O mapa do sucesso da temporada teatral carioca de 2011 se estendeu da Tijuca de Tim Maia a um vilarejo judeu na Rússia czarista, e teve trilha sonora igualmente variada. A trajetória do cantor e compositor, seu estrelato e os muitos percalços, levou 70 mil espectadores ao teatro, e já começou janeiro com ingressos esgotados. Já “Um Violinista no Telhado”, que pôs em destaque um José Mayer cantor, candidato ao Prêmio Shell (a música também valeu uma indicação), bateu 85 mil.

Ambos os musicais passaram quatro meses em cartaz e, chancelados pelo sucesso, chegam a teatros paulistanos em março: findo o segundo tempo da temporada no Rio, de mais oito semanas, “Tim Maia – Vale Tudo, o Musical” estreia dia 9 no Procópio Ferreira. “Um Violinista” – mais um gol da dupla Claudio Botelho & Charles Möeller, pinçado entre os clássicos da Broadway -, dia 22, no Alfa.

Para o jovem paulistano Tiago “Tim” Abravanel, protagonista feito no Rio a sensação do ano (curiosamente, não incluído no Shell), será a volta para casa. Mas ele está longe de se sentir inteiramente confortável. “É uma mistura de ansiedade e medo. O carioca é mais aberto, a plateia paulista é diferente. Dá um nervosismo. Até porque o espetáculo é muito carioca, então me preocupa como ele será entendido. Por outro lado, amo muito minha cidade”, diz o rapaz, que, trabalhando de terça a domingo (com direito a cadeiras extras e até briga em cena aberta por lugar), já perdeu dez dos 115 quilos com que chegou ao Rio.

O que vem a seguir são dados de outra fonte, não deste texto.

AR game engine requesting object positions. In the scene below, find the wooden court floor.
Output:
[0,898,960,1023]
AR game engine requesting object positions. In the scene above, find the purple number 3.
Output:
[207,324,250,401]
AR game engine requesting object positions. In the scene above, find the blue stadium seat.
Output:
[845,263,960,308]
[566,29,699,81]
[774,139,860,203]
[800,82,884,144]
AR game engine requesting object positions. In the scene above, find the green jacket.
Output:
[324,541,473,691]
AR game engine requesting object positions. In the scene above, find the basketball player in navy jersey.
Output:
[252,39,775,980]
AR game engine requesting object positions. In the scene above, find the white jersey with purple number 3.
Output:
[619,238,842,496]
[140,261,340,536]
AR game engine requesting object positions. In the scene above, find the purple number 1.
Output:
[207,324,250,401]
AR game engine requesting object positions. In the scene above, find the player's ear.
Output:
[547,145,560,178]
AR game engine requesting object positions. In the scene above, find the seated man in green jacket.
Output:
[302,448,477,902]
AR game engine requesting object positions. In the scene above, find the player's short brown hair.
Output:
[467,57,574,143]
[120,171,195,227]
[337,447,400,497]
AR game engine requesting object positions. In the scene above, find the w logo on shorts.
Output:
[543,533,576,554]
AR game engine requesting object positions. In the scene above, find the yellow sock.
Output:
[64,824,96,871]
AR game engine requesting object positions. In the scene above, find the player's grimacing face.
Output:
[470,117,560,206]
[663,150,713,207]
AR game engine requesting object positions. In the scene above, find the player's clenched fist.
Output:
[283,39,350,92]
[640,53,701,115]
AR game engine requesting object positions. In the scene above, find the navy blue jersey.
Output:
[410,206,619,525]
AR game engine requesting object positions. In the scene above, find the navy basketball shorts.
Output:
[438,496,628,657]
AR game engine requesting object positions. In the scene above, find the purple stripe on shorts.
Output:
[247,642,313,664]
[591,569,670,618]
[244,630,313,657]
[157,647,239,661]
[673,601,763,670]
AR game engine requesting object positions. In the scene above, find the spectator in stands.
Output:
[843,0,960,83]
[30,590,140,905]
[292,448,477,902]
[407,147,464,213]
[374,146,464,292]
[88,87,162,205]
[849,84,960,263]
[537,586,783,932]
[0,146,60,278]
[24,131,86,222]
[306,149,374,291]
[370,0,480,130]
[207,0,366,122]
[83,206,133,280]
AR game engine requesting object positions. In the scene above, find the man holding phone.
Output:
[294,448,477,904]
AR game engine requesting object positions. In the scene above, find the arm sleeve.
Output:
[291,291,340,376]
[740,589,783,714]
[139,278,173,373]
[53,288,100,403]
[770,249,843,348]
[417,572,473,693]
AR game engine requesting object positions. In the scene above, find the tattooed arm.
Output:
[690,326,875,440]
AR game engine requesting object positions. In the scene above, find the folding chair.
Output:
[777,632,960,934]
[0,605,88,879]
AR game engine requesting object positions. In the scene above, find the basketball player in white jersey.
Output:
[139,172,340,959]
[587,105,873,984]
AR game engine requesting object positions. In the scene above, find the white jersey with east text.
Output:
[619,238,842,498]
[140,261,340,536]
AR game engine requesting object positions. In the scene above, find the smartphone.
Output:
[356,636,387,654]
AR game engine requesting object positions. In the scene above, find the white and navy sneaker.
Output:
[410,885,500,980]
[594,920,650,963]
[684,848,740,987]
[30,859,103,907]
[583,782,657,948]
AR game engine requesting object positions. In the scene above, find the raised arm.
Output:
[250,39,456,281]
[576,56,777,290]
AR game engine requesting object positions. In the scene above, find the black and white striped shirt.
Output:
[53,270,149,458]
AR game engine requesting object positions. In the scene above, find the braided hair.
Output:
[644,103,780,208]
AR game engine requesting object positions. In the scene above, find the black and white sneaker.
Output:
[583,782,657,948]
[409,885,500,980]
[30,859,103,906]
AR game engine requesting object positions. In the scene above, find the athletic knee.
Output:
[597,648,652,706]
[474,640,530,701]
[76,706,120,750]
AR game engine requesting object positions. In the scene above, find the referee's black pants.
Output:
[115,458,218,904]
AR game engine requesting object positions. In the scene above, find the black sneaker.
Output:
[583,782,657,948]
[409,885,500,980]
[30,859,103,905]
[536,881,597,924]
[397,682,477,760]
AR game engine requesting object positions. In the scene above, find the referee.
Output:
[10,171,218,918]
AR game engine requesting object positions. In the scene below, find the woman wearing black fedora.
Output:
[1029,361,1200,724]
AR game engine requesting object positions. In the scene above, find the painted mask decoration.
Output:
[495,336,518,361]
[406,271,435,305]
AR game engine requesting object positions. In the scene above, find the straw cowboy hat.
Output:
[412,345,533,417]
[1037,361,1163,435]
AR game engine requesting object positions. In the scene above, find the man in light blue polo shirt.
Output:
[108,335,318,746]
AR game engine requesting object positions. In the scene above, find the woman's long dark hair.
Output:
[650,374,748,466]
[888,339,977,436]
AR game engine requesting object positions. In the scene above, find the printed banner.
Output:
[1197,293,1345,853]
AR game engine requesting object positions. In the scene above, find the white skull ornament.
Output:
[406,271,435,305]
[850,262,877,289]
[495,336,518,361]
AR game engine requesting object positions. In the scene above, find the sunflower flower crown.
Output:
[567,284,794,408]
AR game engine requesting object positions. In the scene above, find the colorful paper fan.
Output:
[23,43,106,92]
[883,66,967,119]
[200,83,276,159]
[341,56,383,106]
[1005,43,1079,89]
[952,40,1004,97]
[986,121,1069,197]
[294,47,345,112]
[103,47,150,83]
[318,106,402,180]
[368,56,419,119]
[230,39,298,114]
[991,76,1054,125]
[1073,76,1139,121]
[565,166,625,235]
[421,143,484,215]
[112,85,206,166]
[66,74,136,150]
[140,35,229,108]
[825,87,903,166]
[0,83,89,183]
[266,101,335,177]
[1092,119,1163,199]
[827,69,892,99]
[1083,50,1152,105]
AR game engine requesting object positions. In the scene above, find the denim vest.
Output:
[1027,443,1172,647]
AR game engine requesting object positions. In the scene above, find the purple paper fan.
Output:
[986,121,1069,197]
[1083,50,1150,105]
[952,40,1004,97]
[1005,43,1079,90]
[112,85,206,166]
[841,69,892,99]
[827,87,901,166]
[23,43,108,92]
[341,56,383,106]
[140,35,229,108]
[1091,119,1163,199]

O avô, Silvio Santos, que se surpreendeu com o boca-a-boca sobre o talento do neto, aplaudido com entusiasmo por todos os grandes do teatro brasileiro, vai finalmente assisti-lo. Ele verá o que encantou primeiro o diretor, João Fonseca, que o descobriu em testes, e em seguida, os cariocas: ator que canta como poucos – prepare-se desde já para se arrepiar na interpretação de alguns dos maiores hits de Tim, como “Azul da Cor do Mar”, “Não Quero Dinheiro” e “Que Beleza”.

Surpresa – O diretor Claudio Botelho conta que “Um Violinista” é um marco em 20 anos de carreira, uma surpresa boa. “Só é comparável à Noviça Rebelde. Eu não esperava que tivesse tanto público, porque tem um viés judaico muito forte. Mas a peça pegou as pessoas pela história da família. O Zé Mayer eu já namorava, sabia que ali tinha um cantor que daria voos altos, mas achei que talvez estivesse com o equipamento enferrujado…”

Cabeça de um grupo de 43 atores, em que se distingue a rainha dos musicais, Soraya Ravenle (Golda, sua mulher), ele é Tevye, um pobre leiteiro que busca manter as tradições de sua aldeia na virada do século 20. Tenta driblar as vontades das três filhas, que querem escapar dos maridos que o pai lhes arranja.

Março será mesmo fértil em musicais em São Paulo: além das duas, o público fiel ao gênero terá ainda no cardápio “A Família Adams”, no Teatro Abril, “Priscilla, Rainha do Deserto”, no Bradesco, “Cabaret”, no Procópio Ferreira, além de “Hair”.